Allegro outperforms state-of-the-art potentials on energies and forces of small molecules as measured by the QM9 and revMD17 benchmarks, including state-of-the-art equivariant message-passing-based approaches. Remarkably, Allegro also performs significantly better than the DeepMD potential on water despite being trained on more than 1,000 times fewer reference data. This demonstrates that Allegro is able to retain the remarkable improvements demonstrated by equivariant message-passing potentials, while being massively parallelizable, greatly increasing accessible length-scales as well as time-to-solution.

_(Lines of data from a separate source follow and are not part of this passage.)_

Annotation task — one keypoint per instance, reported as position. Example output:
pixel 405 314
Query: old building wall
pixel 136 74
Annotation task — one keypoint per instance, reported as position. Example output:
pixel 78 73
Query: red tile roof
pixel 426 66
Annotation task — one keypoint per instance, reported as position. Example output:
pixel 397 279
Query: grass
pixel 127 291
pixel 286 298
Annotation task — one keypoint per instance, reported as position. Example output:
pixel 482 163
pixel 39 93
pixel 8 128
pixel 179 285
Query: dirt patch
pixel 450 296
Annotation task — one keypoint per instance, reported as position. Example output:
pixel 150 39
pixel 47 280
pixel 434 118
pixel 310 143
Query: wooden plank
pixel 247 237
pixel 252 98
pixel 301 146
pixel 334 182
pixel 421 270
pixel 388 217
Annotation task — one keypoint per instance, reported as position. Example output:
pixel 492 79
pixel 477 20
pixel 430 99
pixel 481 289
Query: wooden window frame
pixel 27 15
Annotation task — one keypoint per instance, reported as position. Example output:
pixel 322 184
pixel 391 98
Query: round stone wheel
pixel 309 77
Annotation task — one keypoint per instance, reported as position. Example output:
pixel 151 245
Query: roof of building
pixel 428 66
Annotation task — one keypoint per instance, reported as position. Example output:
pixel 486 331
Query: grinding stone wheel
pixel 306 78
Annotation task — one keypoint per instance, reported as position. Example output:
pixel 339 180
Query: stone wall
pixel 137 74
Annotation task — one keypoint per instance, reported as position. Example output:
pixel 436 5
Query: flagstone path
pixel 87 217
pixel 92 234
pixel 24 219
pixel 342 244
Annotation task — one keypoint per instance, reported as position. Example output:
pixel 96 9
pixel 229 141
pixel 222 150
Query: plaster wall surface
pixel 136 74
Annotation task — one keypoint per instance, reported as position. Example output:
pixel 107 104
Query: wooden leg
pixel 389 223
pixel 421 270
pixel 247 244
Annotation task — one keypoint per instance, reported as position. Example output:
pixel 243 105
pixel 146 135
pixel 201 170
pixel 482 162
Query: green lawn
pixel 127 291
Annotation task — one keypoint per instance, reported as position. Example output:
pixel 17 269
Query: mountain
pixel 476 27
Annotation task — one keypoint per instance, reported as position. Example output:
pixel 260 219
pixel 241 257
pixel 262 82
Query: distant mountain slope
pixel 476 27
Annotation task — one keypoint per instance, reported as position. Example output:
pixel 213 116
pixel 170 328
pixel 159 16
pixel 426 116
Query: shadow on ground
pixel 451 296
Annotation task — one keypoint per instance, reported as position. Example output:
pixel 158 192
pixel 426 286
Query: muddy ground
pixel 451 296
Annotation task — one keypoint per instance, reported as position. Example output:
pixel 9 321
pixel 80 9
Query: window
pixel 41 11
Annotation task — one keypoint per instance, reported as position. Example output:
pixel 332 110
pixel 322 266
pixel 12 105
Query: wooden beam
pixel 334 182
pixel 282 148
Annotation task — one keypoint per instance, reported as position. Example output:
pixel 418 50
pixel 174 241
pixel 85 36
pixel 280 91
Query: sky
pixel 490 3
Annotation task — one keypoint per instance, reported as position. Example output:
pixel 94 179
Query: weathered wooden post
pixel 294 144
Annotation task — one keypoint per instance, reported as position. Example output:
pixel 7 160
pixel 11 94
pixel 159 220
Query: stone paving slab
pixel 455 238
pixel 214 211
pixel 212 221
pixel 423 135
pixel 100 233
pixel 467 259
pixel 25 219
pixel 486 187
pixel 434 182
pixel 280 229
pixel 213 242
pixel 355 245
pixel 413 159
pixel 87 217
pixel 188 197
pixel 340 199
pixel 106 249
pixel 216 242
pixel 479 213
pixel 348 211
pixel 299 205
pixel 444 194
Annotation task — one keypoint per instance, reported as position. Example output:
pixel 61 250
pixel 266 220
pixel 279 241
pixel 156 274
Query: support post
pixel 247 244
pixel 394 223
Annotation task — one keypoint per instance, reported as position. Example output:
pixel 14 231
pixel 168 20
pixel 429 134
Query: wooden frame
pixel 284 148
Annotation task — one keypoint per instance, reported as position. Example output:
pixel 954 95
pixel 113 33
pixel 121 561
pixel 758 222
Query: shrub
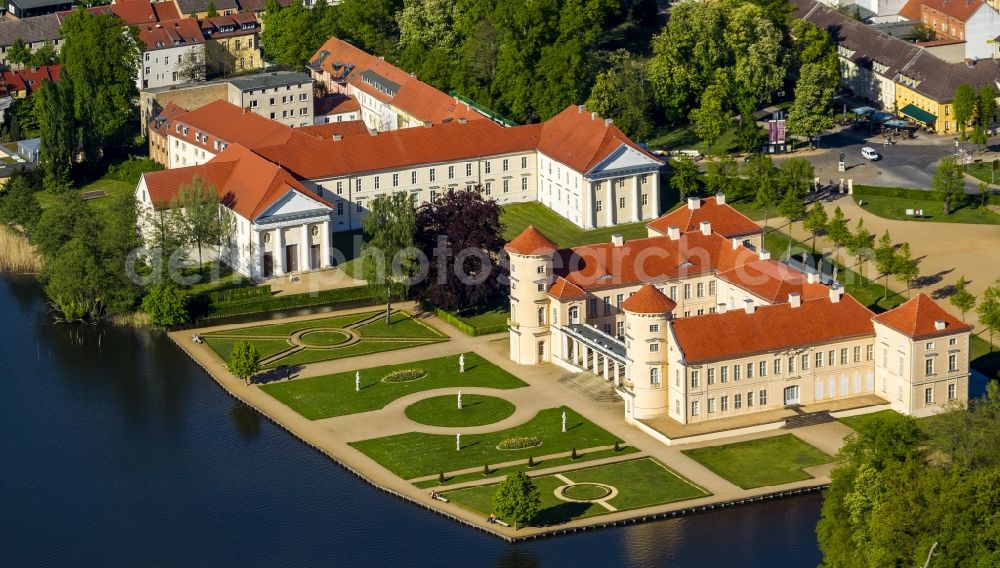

The work demonstrates the advantages of high-capacity equivariant Allegro models in accurately learning forces across the entire SPICE dataset of over 1 million structures of drug-like molecules and peptides. This data scale implies the promise of learning the entire sets of inorganic materials and organic molecules far more accurately than previously attempted, which would open the prospects of fast exascale simulations of unprecedentedly wide ranges of materials systems.

Recently they demonstrated that it is possible to efficiently quantify uncertainty of deep equivariant model predictions of forces and energies and use it to perform active learning for automatic construction of training sets. Natural adaptation of Gaussian mixture models in Allegro will open the possibility of large-scale uncertainty-aware simulations using a single model, as opposed to ensembles.

Finally, the major implication of the demonstrated accuracy of equivariant models is the urgent need to improve the accuracy and efficiency of the quantum electron structure calculations that are used as reference to train MLIPs, as this now becomes the major accuracy bottleneck in computational chemistry, biology and materials science.